Steven G. Crane, William R. McLennan and David J. Riley

Messrs. Crane, McLennan and Riley are parties to agreements entered into with each of them in July 2007 (the “Executive Severance Agreements”), which provide that in the event such individual’s employment is terminated by the Company, in the case of Messrs. Crane and Riley, or ModusLink Corporation, in the case of Mr. McLennan, without Cause (as defined below), then the executive officer will receive 12 months of continued base salary. In the event the executive officer’s employment is terminated by the Company without Cause (as defined below) or by the executive officer for Good Reason (as defined below) within one year after a Change of Control (as defined below) of the Company, then (i) the executive officer will receive (x) 12 months of continued base salary, and (y) his target bonus (each payable in 12 monthly installments) and (ii) all of the executive officer’s stock options which are then outstanding shall be immediately vested and shall remain exercisable for a period of 6 months following the executive officer’s last day of employment (but not to exceed the original term of such awards) and all of the executive officer’s restricted stock shall be immediately vested and free of restrictions. The Executive Severance Agreements are intended to comply with Section 409A of the Code. Also, under certain circumstances, in the event that any amounts payable to an executive officer under an Executive Severance Agreement would qualify as “excess parachute payments” under Section 280G of the Code, then we may not be obligated to pay to the executive officer that portion of the consideration that is payable as a result of the Change of Control as is necessary to eliminate any “excess parachute payments.”

 

32


For purposes of the Executive Severance Agreements, terms are defined as follows (in the case of Mr. McLennan, references to the Company in these definitions shall be deemed to be references to ModusLink Corporation):

“Cause” is defined as a good faith finding by the Board of Directors of the Company after giving the executive an opportunity to be heard, of: (i) gross negligence or willful misconduct by the executive in connection with his employment duties, (ii) failure by the executive to perform his duties or responsibilities required pursuant to his employment, after written notice and an opportunity to cure, (iii) mis-appropriation by the executive for his personal use of the assets or business opportunities of the Company, or its affiliates, (iv) embezzlement or other financial fraud committed by the executive, (v) the executive knowingly allowing any third party to commit any of the acts described in any of the preceding clauses (iii) or (iv), or (vi) the executive’s indictment for, conviction of, or entry of a plea of no contest with respect to, any felony.
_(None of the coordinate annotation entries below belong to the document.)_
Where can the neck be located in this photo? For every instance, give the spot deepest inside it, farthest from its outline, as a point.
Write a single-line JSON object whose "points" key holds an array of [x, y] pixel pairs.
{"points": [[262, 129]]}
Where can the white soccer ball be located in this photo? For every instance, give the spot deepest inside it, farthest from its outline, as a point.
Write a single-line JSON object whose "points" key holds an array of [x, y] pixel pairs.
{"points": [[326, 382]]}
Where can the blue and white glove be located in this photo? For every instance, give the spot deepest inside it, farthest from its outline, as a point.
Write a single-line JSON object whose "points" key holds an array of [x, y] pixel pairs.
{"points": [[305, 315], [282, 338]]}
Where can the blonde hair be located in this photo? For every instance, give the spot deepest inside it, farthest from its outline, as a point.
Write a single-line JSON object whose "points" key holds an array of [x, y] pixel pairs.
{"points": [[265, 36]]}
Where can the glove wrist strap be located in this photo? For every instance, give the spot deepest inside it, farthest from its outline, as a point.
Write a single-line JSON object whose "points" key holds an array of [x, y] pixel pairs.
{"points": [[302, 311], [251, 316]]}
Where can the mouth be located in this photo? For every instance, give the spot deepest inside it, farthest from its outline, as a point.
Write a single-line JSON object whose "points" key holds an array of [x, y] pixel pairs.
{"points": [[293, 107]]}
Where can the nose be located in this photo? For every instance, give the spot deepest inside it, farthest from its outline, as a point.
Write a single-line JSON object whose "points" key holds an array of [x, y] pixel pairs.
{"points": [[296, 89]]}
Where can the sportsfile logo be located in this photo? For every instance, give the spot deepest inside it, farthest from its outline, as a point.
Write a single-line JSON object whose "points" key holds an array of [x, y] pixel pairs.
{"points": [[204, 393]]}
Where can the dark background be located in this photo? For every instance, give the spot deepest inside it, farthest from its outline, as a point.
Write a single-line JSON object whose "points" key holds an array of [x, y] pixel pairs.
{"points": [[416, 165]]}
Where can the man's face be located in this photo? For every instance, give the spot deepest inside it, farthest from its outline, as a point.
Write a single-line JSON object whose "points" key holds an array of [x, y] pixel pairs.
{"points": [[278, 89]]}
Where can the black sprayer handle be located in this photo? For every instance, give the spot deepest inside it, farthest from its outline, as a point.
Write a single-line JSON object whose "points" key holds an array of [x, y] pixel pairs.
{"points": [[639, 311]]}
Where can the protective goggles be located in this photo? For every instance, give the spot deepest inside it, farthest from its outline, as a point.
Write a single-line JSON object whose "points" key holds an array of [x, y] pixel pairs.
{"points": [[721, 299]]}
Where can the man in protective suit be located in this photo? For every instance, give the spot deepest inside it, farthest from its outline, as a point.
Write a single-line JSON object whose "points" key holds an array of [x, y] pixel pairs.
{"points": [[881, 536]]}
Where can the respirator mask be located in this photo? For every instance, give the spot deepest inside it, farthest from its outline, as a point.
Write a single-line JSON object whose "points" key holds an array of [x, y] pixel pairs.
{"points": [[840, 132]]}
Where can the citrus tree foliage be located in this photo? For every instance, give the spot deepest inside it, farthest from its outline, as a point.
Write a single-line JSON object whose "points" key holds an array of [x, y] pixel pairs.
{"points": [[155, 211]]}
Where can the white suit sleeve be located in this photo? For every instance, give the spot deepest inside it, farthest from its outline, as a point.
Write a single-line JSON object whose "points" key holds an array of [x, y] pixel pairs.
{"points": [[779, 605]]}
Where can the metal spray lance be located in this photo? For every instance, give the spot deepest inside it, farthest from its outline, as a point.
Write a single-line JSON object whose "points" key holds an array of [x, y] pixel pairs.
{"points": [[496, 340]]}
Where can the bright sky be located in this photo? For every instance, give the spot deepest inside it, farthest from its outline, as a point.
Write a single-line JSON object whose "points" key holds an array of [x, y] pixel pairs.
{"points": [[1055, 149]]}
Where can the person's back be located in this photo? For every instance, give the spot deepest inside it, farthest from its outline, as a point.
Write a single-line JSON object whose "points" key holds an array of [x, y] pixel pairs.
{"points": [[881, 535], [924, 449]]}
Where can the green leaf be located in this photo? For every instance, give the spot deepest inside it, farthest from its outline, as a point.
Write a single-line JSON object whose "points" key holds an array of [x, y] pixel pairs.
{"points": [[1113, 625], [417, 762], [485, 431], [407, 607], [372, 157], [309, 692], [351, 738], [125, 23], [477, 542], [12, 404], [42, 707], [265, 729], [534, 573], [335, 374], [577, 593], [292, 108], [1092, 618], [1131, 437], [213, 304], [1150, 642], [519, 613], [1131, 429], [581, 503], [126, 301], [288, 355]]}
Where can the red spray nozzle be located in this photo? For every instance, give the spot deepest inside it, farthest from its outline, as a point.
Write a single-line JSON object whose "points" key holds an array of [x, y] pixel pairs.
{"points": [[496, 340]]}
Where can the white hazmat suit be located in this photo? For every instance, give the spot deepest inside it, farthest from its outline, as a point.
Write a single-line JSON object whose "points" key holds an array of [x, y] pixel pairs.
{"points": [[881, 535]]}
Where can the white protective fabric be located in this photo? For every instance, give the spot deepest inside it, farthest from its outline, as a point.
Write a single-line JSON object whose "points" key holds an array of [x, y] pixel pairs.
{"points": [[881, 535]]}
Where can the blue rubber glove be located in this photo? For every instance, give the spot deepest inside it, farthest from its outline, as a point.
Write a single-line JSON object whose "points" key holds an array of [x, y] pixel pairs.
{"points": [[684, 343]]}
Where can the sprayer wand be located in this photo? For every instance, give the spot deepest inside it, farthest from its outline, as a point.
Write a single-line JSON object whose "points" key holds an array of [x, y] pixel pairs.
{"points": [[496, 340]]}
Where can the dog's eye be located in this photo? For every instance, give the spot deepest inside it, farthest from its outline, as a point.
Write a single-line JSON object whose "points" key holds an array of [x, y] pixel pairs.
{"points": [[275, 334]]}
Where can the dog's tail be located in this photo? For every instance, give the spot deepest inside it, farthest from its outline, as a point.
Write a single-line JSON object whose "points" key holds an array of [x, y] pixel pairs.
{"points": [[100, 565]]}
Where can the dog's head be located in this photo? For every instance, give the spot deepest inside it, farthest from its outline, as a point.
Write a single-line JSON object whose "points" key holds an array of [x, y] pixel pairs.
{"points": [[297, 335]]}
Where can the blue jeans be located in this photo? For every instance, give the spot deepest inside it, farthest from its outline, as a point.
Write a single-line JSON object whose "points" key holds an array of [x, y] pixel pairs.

“Good Reason” is defined as: (i) the unilateral relocation by the Company of the executive’s principal work place for the Company to a site more than 60 miles from the executive’s principal office, (ii) a material reduction in the executive’s then-current salary without the executive’s consent or (iii) material diminution of the executive’s duties, authority or responsibilities, without the executive’s consent. In order to establish “Good Reason” for a termination, the executive must provide notice to the Company of the existence of the condition giving rise to “Good Reason” within 90 days following the initial existence of the condition, and the Company has 30 days following receipt of such notice to remedy such condition.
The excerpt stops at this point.